I wanted it to be like the races in Italy where there’s a ceremony and priests involved, I just threw it to the pagan side of things instead.

I didn’t know how to do registration. We just had some piece of paper people had to come by and pick up. There was no online registration.

The most important thing was we connected with people like Bob Wojtalik, Buck Myall, Dan Ewert, Lee Lynch and others I’m forgetting and that was huge. Luckily, we had Chris Mathias line us up a sponsor with Mountain Hardware and then some watch company that gave us crummy little watches and I was just like, ok, thanks. We basically had no money and operated on a shoestring, but the community brought the whole race together and the race was community.

Scott Lefevre flew over the Friends Hut in his plane with the doors off to throw bacon and supplies out for the burrito aid station.

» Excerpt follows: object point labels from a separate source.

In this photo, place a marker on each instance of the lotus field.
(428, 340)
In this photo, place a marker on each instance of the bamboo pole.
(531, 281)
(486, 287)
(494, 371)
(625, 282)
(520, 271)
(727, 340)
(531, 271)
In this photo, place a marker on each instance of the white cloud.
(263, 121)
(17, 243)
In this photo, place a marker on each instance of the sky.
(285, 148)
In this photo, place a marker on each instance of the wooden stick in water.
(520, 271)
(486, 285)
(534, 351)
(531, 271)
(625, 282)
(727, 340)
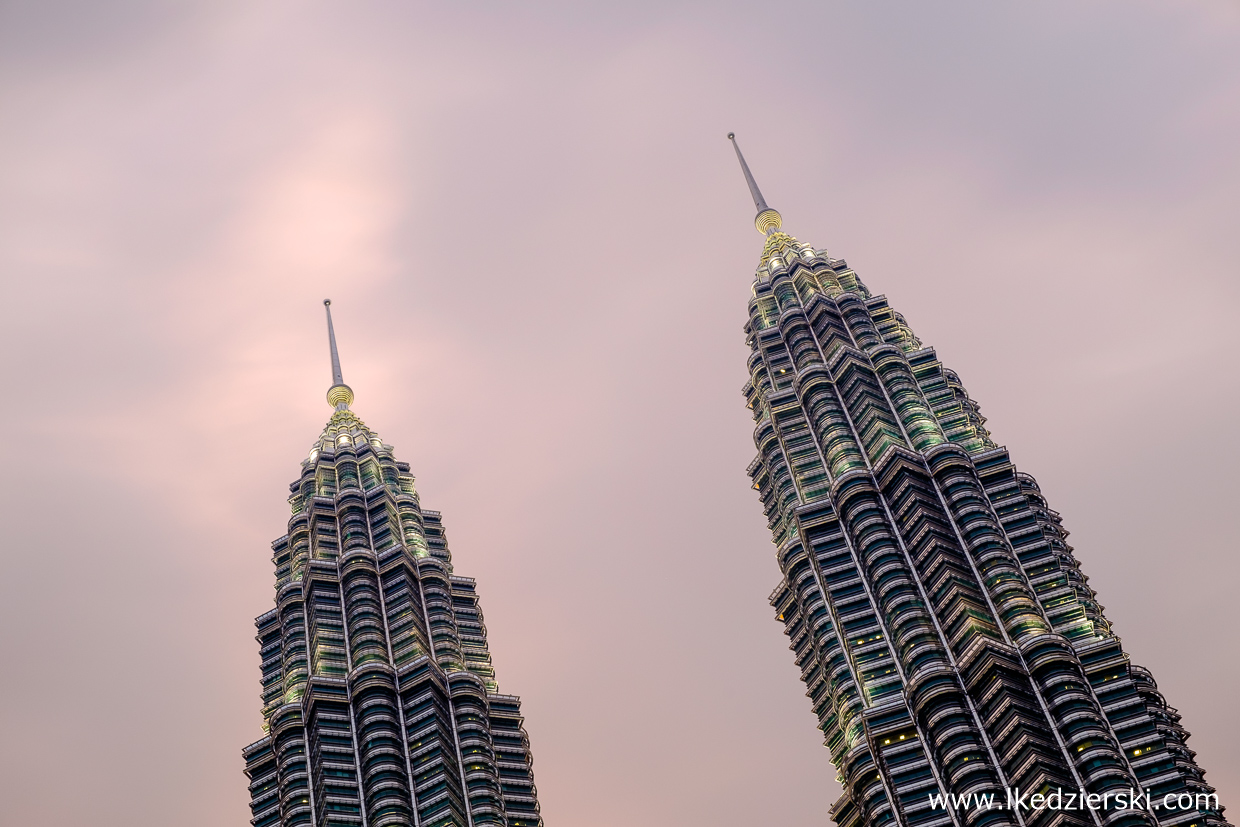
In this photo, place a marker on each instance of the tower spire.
(768, 220)
(339, 394)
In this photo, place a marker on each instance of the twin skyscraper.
(950, 645)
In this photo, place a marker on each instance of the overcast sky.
(540, 248)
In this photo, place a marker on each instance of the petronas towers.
(380, 701)
(960, 667)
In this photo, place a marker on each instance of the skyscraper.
(380, 702)
(947, 639)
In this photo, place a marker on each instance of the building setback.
(380, 702)
(945, 632)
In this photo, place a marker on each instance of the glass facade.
(945, 632)
(380, 701)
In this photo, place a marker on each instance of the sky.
(538, 248)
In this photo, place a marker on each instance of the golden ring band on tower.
(339, 393)
(768, 220)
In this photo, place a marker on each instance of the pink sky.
(538, 248)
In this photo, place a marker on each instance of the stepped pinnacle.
(768, 220)
(339, 394)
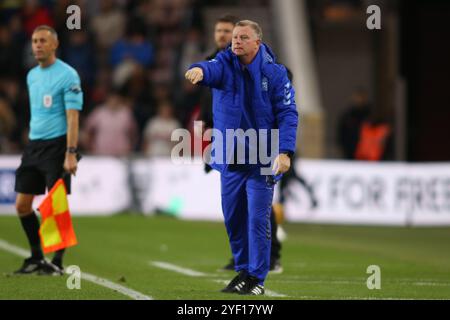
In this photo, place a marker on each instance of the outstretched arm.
(207, 73)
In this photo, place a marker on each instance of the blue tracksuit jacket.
(246, 194)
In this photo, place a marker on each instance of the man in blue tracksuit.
(250, 92)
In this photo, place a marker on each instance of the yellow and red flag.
(56, 229)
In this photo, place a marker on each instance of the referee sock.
(30, 224)
(57, 258)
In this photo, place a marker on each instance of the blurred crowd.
(131, 57)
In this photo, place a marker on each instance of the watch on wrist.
(72, 150)
(289, 154)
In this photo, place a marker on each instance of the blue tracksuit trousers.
(246, 205)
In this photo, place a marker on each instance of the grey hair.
(252, 24)
(47, 28)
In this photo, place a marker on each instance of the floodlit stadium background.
(132, 56)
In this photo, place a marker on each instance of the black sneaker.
(275, 267)
(58, 263)
(231, 287)
(250, 286)
(29, 266)
(229, 266)
(49, 269)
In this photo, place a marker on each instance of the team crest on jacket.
(48, 100)
(264, 84)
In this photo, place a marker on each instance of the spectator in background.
(9, 52)
(79, 54)
(108, 25)
(158, 132)
(110, 129)
(375, 140)
(134, 47)
(350, 123)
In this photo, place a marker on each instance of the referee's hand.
(194, 75)
(71, 163)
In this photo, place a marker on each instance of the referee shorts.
(42, 165)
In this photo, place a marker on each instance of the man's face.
(222, 34)
(245, 41)
(44, 45)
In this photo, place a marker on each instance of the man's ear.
(56, 44)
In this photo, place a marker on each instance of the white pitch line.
(194, 273)
(268, 293)
(135, 295)
(178, 269)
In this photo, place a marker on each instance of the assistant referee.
(55, 102)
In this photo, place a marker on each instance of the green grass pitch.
(320, 262)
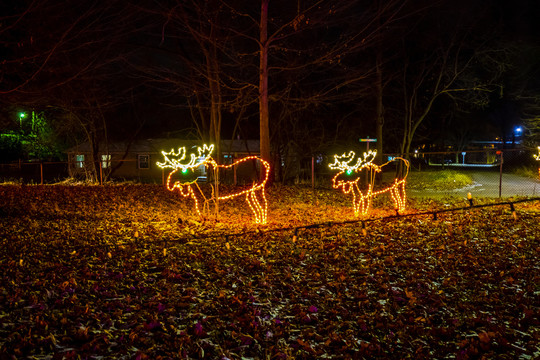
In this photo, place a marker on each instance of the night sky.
(149, 67)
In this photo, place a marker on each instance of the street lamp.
(21, 116)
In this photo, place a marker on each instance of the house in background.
(137, 160)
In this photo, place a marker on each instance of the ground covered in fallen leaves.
(127, 272)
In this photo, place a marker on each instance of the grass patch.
(438, 180)
(527, 171)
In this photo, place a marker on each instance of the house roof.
(157, 145)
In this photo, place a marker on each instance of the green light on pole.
(21, 116)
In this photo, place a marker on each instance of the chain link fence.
(491, 173)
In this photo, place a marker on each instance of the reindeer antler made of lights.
(173, 160)
(342, 162)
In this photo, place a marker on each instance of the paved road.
(486, 184)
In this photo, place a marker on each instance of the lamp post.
(21, 116)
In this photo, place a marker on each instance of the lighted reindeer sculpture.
(537, 158)
(353, 169)
(188, 187)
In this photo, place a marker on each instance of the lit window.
(105, 161)
(79, 161)
(144, 161)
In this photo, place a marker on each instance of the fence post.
(500, 175)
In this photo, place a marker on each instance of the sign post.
(367, 141)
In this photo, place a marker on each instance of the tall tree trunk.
(379, 109)
(263, 86)
(379, 114)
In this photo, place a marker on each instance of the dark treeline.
(305, 77)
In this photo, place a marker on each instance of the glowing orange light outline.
(362, 202)
(174, 161)
(537, 158)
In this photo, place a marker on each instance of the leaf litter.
(129, 272)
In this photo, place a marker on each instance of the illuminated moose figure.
(190, 188)
(351, 172)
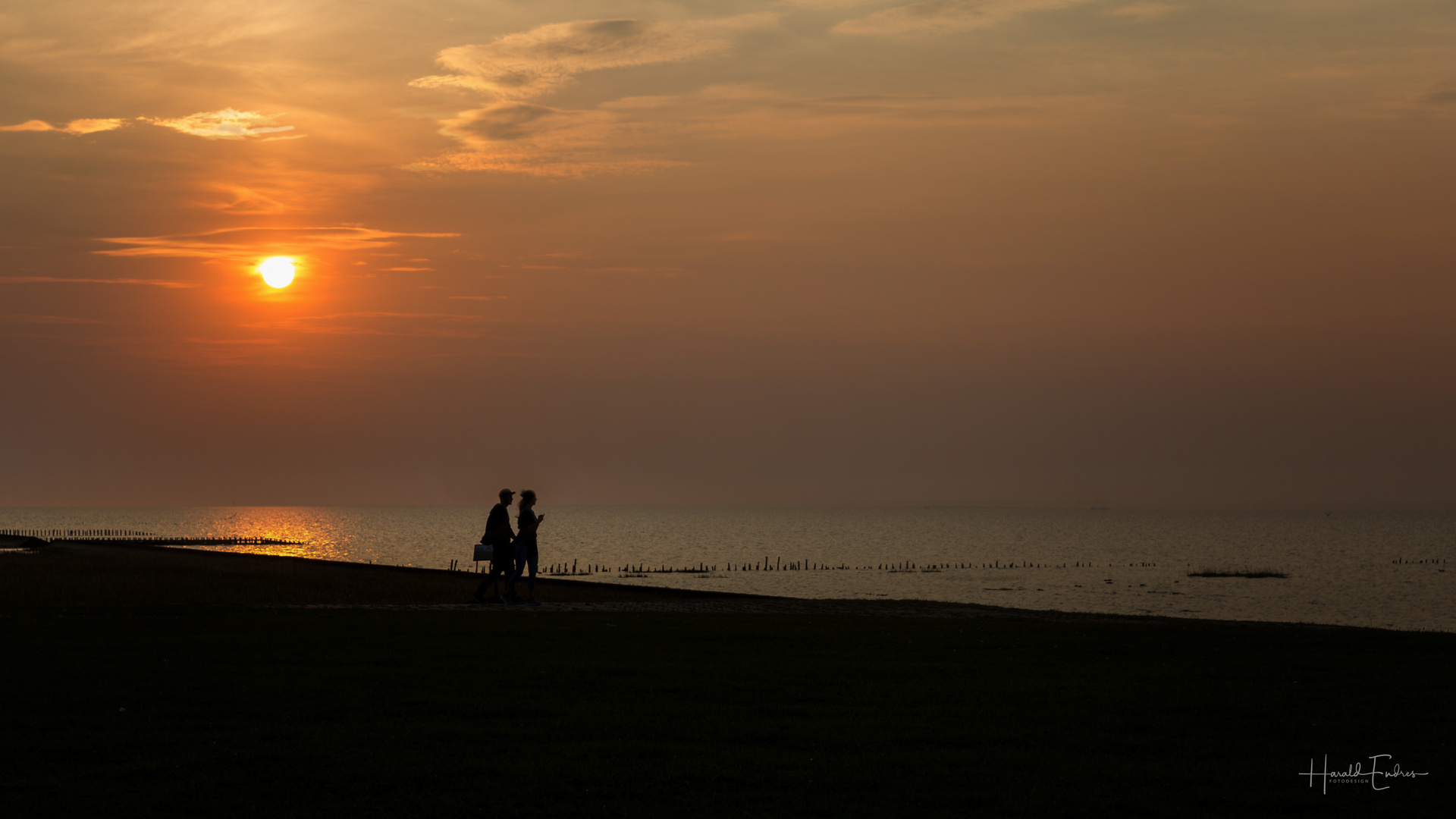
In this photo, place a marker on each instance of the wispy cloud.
(58, 280)
(1144, 12)
(510, 134)
(938, 17)
(526, 64)
(74, 127)
(246, 242)
(381, 322)
(226, 124)
(33, 318)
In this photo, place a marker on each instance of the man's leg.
(532, 558)
(520, 566)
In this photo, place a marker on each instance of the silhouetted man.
(503, 556)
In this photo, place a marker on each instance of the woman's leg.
(533, 558)
(520, 566)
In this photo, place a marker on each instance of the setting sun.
(277, 271)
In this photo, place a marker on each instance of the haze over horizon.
(799, 253)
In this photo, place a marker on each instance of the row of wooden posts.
(565, 570)
(74, 534)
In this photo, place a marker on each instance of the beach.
(376, 691)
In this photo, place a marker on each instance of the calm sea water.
(1345, 567)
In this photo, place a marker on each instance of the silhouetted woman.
(526, 554)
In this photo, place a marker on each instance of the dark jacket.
(498, 526)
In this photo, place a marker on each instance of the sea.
(1340, 567)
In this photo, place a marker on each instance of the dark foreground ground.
(143, 710)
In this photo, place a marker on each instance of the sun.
(277, 271)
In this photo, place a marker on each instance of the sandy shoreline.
(108, 575)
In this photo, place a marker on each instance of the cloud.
(522, 137)
(57, 280)
(1442, 96)
(242, 243)
(36, 318)
(74, 127)
(427, 325)
(226, 124)
(940, 17)
(634, 134)
(532, 63)
(1142, 12)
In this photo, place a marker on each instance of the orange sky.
(801, 251)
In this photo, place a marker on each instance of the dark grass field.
(145, 710)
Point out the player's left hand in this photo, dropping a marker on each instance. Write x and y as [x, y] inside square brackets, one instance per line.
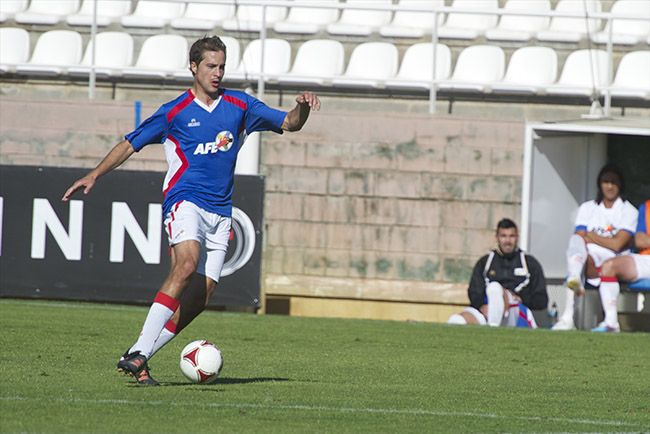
[309, 99]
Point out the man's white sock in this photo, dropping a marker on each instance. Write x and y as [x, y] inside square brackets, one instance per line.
[569, 305]
[576, 255]
[166, 334]
[609, 290]
[496, 305]
[161, 311]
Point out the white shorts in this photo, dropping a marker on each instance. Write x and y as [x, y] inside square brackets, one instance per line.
[599, 253]
[186, 221]
[642, 263]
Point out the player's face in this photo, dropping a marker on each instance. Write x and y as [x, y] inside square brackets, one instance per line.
[209, 72]
[610, 190]
[507, 239]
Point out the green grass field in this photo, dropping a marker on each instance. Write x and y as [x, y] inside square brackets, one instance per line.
[284, 375]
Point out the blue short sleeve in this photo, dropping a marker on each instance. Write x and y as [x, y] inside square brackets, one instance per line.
[260, 117]
[152, 130]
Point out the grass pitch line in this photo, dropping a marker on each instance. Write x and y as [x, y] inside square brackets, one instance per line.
[386, 411]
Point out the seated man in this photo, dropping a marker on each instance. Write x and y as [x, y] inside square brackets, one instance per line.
[627, 268]
[505, 284]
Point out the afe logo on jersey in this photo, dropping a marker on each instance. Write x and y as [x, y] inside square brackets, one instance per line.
[223, 142]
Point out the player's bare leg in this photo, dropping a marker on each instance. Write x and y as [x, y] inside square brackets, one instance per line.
[183, 265]
[193, 301]
[619, 268]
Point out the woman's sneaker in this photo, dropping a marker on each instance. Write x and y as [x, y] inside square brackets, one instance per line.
[564, 324]
[604, 328]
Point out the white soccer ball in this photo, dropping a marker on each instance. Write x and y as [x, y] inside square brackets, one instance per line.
[201, 362]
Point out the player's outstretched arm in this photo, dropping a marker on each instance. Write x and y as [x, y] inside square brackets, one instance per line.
[118, 155]
[297, 117]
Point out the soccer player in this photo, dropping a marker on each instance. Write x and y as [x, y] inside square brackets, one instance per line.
[505, 285]
[627, 268]
[603, 229]
[202, 131]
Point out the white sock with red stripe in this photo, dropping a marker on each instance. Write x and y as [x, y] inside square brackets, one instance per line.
[569, 306]
[496, 305]
[609, 290]
[166, 334]
[161, 311]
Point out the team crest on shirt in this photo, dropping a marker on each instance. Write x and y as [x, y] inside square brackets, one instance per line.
[223, 142]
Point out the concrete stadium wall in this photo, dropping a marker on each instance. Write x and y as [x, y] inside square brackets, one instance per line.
[382, 207]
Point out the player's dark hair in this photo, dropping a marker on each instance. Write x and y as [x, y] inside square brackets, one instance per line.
[207, 43]
[506, 223]
[610, 173]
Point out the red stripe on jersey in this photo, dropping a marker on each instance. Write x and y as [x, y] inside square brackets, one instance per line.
[236, 101]
[181, 170]
[169, 302]
[181, 105]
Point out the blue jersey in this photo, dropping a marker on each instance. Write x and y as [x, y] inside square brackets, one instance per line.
[201, 144]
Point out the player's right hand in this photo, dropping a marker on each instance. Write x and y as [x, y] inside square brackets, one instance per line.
[87, 183]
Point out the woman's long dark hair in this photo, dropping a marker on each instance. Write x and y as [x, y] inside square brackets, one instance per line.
[610, 172]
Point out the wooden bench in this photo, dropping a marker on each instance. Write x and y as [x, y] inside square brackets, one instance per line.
[632, 316]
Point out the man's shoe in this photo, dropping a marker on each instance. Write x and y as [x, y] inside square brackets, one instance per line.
[604, 328]
[135, 365]
[144, 377]
[132, 363]
[564, 324]
[574, 283]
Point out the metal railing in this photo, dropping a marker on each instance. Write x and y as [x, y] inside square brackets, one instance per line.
[597, 90]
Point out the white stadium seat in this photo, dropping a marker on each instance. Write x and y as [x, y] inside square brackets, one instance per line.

We really had no communications out there. We had this horrendous Swiss Motorola team fly over saying they were going to climb mountains and set up towers, but they were all out of shape, smoking cigarettes and we ended up having to rescue one of them.

The nice thing was that Mike and I skied, toured and mapped out every inch of the route because, if you think about how many places people can get lost out there, it’s phenomenal. So, we kept the race really small, we had to. We still had people scattered all over the place and people turning around and we didn’t have a formula for how to get people who turned around back from Brush Creek and herding people in late in the afternoon was a chore.

I remember the biggest surprise was how fast those guys did it that first year. We were at the finish line trying to figure out how to put up the Mountain Hardware dome when Pierre Wille and Travis and Geo and those guys came tearing in. We didn’t even have a finish line set up.

You crossed the finish line and you got a beer basically. We had free-flowing kegs and the awards ceremony was more like a party.

It was pretty incredible. Thank God I was young because it was a pretty major effort.